Column Vol. 14 中小企業の人材を「人財」に育てるポイント

 

「先生、うちは一体どうすれば宜しいのでしょうか?」

 

真剣な眼差しで、現状を打破したい!と切願するY社長。そこには本気の意欲に溢れているのが分かります。

 

心底から切願する想い、真剣な眼差しは全て目つきに出ます。この目つきこそが決断と実効力を伴う “いい目つき” で、必ずと言ってよい程、逆境をチャンスに変える決心がそこにあります

 

Y社長が経営する建設会社で、先日ベテランと一緒に現場で育ててきた従業員が一人立ちし、初めて任せたシゴトで施工を間違えるという大きな失敗をしてしまったとのことです。顧客から大目玉を食らい、全て持ち出しで施工をやり直さなければならなくなったとのことでした。

 

今まで「よい」と思ったことが崩れた瞬間でした。

 

Y社長、何故彼は仕上がるまで間違いに気づかなかったのでしょうか?」

 

Y社長は少し考え「はっ」とした表情をされ、大きな声で発した言葉が、

 

「気づける仕組がないです!」

 

Y社長、素晴らしい! その点について少し補足しますね。」

 

と、述べたあと、このような補足をしました。

 

“どんな仕事でも、途中経過を確認するチェックが必要です。特に作業を一度始めてしまうと、その作業に夢中になり、周りが見えなくなる傾向があります。これは車のナビにも似ていて、目的地に導く過程で必ず「通過ポイント」があり、そのポイントに差し掛かると音声案内があります。”

 

Y社長は、「その通過ポイントを確認できる仕組みが必要なのですね!私が早速作ります!」

 

と、打開策が見えた社長さんは行動が早いです。

 

「Y社長、さすがです! 注意点があるので質問させて頂きますが、将来的にどのような社員を育てていきたいですか?」

 

Y社長は「今回のような問題が起きない仕組を作り、起きたとしても社員自ら解決できるようになってもらいたいです」

 

そこでY社長に提案をさせて頂きました。

 

Y社長、であれば、今回の件を良い例題として、その失敗をしてしまった社員の方に現在抱えている問題点とその解決案を一緒に考えて作ってもらえばいいのではないでしょうか?」

 

「なるほど!そうすることで社員も今回の事例をもとに仕組がつくれ、それを周りに教えることができますね。
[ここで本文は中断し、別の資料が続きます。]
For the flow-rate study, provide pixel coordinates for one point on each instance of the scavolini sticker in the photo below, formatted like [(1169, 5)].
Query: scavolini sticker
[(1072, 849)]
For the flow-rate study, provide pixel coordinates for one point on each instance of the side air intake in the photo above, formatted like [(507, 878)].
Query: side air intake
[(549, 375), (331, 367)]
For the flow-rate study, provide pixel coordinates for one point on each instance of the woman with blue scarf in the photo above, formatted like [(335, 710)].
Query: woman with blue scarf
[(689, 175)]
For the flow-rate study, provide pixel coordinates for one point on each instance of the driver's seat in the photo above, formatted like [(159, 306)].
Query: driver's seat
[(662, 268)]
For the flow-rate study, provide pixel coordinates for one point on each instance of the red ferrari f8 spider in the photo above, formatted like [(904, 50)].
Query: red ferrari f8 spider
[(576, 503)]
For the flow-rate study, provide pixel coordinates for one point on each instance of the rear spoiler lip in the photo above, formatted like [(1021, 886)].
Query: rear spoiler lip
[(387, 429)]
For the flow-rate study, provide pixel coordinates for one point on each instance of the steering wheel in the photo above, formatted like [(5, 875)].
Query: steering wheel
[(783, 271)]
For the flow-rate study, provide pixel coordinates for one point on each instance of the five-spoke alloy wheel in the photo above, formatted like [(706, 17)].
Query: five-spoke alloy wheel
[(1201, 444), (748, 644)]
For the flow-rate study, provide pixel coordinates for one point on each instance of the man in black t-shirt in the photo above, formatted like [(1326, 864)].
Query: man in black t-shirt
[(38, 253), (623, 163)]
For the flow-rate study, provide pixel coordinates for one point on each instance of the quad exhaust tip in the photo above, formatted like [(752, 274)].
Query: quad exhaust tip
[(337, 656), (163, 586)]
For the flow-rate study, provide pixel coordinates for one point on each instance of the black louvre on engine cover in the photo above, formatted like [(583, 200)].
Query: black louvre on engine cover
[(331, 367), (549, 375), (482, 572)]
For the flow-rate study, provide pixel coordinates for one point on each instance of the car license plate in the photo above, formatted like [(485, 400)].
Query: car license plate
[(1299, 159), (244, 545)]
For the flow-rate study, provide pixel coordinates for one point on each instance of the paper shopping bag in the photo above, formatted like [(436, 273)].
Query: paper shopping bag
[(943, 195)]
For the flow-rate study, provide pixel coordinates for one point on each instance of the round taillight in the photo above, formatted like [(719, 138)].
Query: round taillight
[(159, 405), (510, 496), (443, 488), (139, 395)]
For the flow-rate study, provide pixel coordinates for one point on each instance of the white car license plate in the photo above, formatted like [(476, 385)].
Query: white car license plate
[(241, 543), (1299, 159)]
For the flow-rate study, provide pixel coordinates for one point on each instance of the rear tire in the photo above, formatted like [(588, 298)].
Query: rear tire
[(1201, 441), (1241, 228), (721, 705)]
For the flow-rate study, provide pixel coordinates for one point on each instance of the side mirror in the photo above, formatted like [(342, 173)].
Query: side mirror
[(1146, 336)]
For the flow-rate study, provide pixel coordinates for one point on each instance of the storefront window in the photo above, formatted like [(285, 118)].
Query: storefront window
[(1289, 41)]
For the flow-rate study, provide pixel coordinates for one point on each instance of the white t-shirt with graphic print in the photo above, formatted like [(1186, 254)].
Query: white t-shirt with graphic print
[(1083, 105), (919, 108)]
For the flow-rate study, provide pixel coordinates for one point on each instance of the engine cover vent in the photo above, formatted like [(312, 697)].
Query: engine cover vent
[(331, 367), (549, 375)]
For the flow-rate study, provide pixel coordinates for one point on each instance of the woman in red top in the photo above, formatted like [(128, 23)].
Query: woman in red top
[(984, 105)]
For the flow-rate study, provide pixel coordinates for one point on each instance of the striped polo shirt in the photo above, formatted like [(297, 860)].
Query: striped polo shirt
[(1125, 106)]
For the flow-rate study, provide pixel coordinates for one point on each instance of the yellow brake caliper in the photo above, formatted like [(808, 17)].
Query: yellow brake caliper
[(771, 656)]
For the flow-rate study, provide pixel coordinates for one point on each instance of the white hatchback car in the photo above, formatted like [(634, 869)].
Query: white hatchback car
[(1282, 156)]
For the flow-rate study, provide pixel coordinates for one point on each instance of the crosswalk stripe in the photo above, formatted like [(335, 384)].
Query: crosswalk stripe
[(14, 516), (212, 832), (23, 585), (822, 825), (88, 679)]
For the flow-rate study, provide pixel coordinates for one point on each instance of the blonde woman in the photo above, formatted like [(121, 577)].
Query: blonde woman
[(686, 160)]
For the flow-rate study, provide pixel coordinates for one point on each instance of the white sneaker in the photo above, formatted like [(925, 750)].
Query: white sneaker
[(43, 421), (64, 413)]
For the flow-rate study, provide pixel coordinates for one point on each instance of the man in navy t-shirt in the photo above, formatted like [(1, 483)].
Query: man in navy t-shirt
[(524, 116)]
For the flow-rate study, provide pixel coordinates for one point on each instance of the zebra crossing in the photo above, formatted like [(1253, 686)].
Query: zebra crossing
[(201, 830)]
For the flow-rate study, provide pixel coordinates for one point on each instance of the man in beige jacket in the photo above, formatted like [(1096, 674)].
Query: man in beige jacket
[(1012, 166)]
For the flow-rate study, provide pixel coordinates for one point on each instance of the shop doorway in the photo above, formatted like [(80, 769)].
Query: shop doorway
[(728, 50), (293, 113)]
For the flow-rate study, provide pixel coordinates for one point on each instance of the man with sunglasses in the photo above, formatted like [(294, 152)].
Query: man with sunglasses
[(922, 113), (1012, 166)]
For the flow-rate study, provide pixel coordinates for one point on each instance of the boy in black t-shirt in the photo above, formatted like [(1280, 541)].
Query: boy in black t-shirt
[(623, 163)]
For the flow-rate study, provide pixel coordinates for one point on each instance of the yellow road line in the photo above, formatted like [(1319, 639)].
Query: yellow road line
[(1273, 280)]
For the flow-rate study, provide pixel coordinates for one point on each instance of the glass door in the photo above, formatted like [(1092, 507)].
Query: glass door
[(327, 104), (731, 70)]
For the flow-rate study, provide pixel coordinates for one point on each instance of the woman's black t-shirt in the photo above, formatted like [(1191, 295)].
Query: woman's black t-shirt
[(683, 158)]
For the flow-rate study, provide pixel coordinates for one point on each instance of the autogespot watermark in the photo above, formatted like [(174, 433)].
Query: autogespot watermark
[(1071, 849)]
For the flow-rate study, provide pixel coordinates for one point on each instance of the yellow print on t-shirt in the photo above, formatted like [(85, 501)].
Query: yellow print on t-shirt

」

 

今まで「人材」として扱っていた社員が、「人財」に変わる時、そこには「任せる」ことと「導く」指導力が社長には必要になってきます。そして、その「人財」は必ずと言っていいほど次の「人財」を育成していくのです。

 

そこには目的があり、未来への延長線が見えたY社長は目を輝かせながら重たい一言を言われました

 

「社員の成長は、私自身の人間性の成長なのですね。」

 

その言葉を聴いて、思い出した言葉が

 

「どこまでも、先ず人間をつくれ!」 それから後が経営であり、あるいはまた事業である。

 

東郷平八郎、松下幸之助、稲森和夫、などが影響を受けた中村天風の言葉です。それに気づいたY社長は成長を続けていくと確信した瞬間です。